IRAQ: Report on Plight of Iraqi Women

A New York Times November 19 column by Nicholas Kristof mentioned that a new report by the U.N. Population Fund offers a devastating portrait of the plight of Iraqi women since the war. Contraceptive use has fallen because of supply breakdowns, unsafe abortions are increasing, sexual abductions are on the rise, and a combination of poor security and hospital looting has left many women without access to medical care. "Treatment of problems, such as sexually transmitted infections, breast and cervical cancer, is now impossible," the report declares. Read: New York Times

NIGERIA: OsunState Contributes to UNFPA Program

This Day (Nigeria) reported November 19 that OsunState government has approved the release of N72 million cash contribution towards the implementation of the development programs by UNFPA. Governor Olagunsoye Oyinlola praised UNFPA saying, "The organization has among other, succeeded in sensitizing the people to the various issues associated with population and healthy living.” He added, “Through the financial and technical support of UNFPA, the capacities of many a good number of public officers in the state have been enhanced." Read: This Day

NIGERIA: Sprawling Lagos Spreads to the Water

On November 18 Agence France-Presse featured a story on Makoko, Nigeria’s version of the canals of Venice where people escape crowded Lagos for more space and less pollution. The story reported Nigeria's 126 million inhabitants make it the most populous nation in Africa. Some 14 million of them are jammed into Lagos, the country's commercial capital and the sixth-largest city in the world, according to the U.N. Population Fund. Despite sprawling traffic jams, fuel shortages and a lack of electricity and running water, people keep moving in. Lagos will be the third-biggest city by 2015, with 23 million residents, the United Nations predicts.
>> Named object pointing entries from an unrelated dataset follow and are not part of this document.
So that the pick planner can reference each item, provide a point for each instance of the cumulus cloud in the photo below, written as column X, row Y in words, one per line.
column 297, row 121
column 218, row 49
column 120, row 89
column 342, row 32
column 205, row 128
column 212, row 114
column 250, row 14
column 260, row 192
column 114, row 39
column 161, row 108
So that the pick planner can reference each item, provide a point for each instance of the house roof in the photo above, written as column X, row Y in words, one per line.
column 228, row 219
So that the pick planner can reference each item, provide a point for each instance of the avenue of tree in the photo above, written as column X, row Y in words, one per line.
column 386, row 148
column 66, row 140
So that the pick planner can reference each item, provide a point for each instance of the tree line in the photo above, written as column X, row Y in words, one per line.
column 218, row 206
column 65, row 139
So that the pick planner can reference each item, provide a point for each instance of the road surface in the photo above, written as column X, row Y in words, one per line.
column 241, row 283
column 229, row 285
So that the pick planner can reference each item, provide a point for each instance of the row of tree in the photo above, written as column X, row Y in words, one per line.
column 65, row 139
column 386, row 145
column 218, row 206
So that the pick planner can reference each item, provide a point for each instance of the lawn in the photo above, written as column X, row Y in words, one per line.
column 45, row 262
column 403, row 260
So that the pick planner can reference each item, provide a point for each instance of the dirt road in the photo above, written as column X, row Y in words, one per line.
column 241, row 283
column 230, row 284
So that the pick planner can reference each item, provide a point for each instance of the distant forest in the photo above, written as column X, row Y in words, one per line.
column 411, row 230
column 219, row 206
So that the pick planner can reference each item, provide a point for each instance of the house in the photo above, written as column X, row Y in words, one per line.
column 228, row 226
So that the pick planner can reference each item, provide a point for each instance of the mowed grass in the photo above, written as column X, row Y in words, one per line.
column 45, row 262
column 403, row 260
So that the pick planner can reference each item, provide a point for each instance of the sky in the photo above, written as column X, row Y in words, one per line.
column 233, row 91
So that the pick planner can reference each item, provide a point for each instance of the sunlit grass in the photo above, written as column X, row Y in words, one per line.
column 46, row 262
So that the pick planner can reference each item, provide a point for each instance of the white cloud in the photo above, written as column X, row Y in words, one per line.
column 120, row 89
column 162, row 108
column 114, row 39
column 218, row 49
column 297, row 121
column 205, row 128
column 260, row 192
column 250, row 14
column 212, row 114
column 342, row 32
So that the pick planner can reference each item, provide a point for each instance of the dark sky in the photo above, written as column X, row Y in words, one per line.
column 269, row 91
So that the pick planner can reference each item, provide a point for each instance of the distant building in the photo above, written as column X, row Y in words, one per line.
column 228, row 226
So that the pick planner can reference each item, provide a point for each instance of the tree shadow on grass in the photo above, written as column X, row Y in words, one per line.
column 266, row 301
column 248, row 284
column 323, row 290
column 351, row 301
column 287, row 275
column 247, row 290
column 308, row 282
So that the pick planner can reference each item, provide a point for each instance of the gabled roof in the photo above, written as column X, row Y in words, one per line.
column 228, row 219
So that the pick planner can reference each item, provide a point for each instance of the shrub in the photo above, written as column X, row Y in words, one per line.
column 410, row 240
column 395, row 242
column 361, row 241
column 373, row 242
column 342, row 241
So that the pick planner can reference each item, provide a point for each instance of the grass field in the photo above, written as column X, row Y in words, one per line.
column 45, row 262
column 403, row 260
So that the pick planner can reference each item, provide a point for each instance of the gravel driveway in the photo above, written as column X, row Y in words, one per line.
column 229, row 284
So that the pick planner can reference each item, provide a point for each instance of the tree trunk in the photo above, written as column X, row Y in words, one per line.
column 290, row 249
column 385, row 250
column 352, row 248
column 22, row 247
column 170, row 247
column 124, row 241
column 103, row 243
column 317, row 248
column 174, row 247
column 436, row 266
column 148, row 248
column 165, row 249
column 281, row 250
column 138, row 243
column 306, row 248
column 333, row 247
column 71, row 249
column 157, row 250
NORTH KOREA: AID Agencies Appeal for International Aid

Associated Press reported November 20 that a group of U.N. agencies is asking for $221 million in international aid for North Korea, where food shortages, poverty and poor health care services have put the country in a state of "chronic emergency," said Rick Corsino, director of the World Food Program in North Korea. Fifteen U.N. agencies and non-governmental organizations launched the appeal inGeneva on Wednesday, Corsino said. The Rome-based WFP is asking for $192 million; UNICEF $12.7 million; the World Health Organization $7 million; the Food and Agriculture Organization $3 million; and the U.N. Population Fund $672,000. Read: Associated Press

SIERRA LEONE: Census to Be Conducted

Agence France-Presse reported November 19 that Sierra Leone, emerging from a decade of civil war and considered the world's poorest country by the United Nations, is to conduct its first nationwide population census in 18 years, a senior official said John Pessima, the deputy statistician general. Cartographic fieldwork is currently being conducted by UNFPA, which will fund the census. "The census will enable the government to plan for the people," UNFPA project officer Vandi Sovula said. "It is very important for the development of the country."

UNITED STATES: 34 Million Friends of UNFPA

Women’s Enews reported November 17 that Jane Roberts, co-founder of 34 Million Friends of UNFPA, has hit the road again. "I am going around and I am talking about this idealistic grassroots campaign to save women's lives, to reduce women's misery," she said in a recent telephone interview in California before setting out early this month on a grueling trip across Canada, the Midwest and the East Coast, where she will visit college campuses from Virginia to Maine. On Nov. 4, she spoke at ColumbiaUniversity in New York. Read: Women’s Enews

ZAMBIA: Census Shows Early Deaths Hit Adults

Xinhua General News Service reported November 19 that the local newspaper Times of Zambia noted many Zambians today are dying at their productive age, with women succumbing more to social and economic pressures than men. The final results of the 2000 Census of Population and Housing indicated that adult survivorship levels have deteriorated between 1990 and 2000, with more people dying at the age of 15 years and over. The story mentioned that UNFPA Country Representative Margaret O'Callaghan said the 2000 census had presented a challenge to the Zambian government and all its partners.